ESPN took a major step towards cashing in on legalized sports betting on Monday, as the broadcaster premiered Daily Wager, a new show that features wall-to-wall talk about gambling.

Daily Wager ESPN
Daily Wager, hosted by Doug Kezirian, premiered Monday on ESPNews. (Image: NewscastStudio/ESPN)

The show, which is hosted by Doug Kezirian, will air at 6 pm Eastern Monday through Friday on ESPNews, one of the company’s secondary networks.

Guests, Data Create Busy Broadcast

The first episode of Daily Wager earned mostly positive reviews. The show features Kezirian with a number of guests talking about games, futures, and prop bets. There’s still plenty of sports information that would be of interest to general fans, with on-site reporters generally straying away from making picks or talking about odds, while in-studio guests handle the gambling side of the equation.

If there was one complaint that many had about the first airing, it was that the show was simply too busy – though that could be a function of it being the premiere. Numerous guests appeared on the show to talk about topics, ranging from Barry Melrose analyzing NHL action to a baseball futures segment with Stanford Steve and SportsCenter anchor Scott Van Pelt.
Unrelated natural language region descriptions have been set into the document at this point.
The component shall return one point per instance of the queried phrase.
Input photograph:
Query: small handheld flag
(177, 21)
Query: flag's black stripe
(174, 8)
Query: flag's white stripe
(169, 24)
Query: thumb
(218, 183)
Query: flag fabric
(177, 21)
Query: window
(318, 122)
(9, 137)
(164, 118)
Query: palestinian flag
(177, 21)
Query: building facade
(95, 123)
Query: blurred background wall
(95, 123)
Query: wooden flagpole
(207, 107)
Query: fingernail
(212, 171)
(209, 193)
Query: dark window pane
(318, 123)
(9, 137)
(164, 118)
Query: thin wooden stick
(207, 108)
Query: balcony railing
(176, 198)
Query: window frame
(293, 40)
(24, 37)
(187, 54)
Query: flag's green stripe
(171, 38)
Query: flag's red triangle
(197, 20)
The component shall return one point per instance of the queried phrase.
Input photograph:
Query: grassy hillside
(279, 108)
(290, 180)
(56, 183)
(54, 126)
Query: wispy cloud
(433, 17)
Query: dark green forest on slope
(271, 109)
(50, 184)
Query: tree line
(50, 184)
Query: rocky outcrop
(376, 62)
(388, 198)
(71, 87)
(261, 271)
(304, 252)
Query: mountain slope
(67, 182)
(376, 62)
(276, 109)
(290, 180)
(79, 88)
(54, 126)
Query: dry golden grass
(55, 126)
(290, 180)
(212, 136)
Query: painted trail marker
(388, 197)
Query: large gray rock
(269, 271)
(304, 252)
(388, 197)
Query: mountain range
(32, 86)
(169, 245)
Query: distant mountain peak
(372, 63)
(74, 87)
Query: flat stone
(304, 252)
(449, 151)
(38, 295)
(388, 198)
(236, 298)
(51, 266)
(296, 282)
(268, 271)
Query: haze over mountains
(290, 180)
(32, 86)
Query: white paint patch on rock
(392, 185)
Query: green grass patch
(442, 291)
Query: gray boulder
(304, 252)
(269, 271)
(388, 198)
The show was visually busy as well, with lots of odds and data filling the bottom and left-hand side of the screen.

The show is not the first sports betting show to make it onto the airways in the United States. Fox Sports has been running its own show, “Lock It In,” on FS1 for several months now, while other gambling-centric programming is available through various streaming channels.
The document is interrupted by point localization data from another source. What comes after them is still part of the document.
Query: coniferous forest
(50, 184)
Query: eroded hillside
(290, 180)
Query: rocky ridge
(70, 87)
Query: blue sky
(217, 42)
Even ESPN has never ignored gambling in the past. Chris Berman has long made picks against the spread during the network’s NFL coverage, and more recently, Van Pelt’s late-night SportsCenter has featured a “Bad Beats” segment about the most heartbreaking finishes for gamblers.

Kezirian: Show is SportsCenter for Sports Betting

But a show that is entirely about sports betting is a much larger step, and ESPN providing such programming could be a watershed moment in exposing a mainstream audience to gambling content. With that in mind, ESPN is trying to craft a show that will appeal to both seasoned bettors and everyday sports fans.
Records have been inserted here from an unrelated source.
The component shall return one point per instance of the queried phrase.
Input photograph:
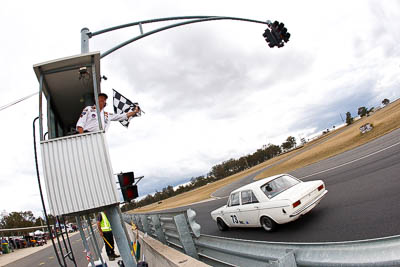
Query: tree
(385, 101)
(349, 119)
(362, 111)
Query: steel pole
(119, 235)
(85, 40)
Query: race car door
(249, 209)
(231, 212)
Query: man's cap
(103, 94)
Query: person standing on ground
(106, 233)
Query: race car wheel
(268, 224)
(222, 225)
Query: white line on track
(347, 163)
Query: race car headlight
(296, 203)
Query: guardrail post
(288, 260)
(185, 236)
(157, 226)
(145, 223)
(138, 222)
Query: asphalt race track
(362, 202)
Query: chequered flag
(123, 105)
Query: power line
(17, 101)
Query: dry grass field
(384, 121)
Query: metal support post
(124, 228)
(84, 241)
(185, 236)
(84, 41)
(157, 226)
(95, 244)
(145, 223)
(119, 235)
“At the expense of oversimplification, it will feel like ‘SportsCenter’ through the lens of sports betting,” Kezirian told the Las Vegas Review-Journal. “We’ll present info, stats and opinion and hopefully have a lot of fun. We’re going to try to find the perfect marriage of all that to serve the sports fan, which clearly has a bigger appetite for sports betting and content.”

Kezirian brings plenty of knowledge about gambling to the new show: before becoming a SportsCenter anchor, he was one of the founders of “The Las Vegas Sportsline,” a sports betting-themed radio show on ESPN’s station in Las Vegas.

Back then, Kezirian laughed that a similar show could work on broadcast television – but times have clearly changed.

“I didn’t think we’d get there as a society,” Kezirian told the Review-Journal. “In Las Vegas, betting was destigmatized. But I had no idea our country would get to this point with the Supreme Court ruling.”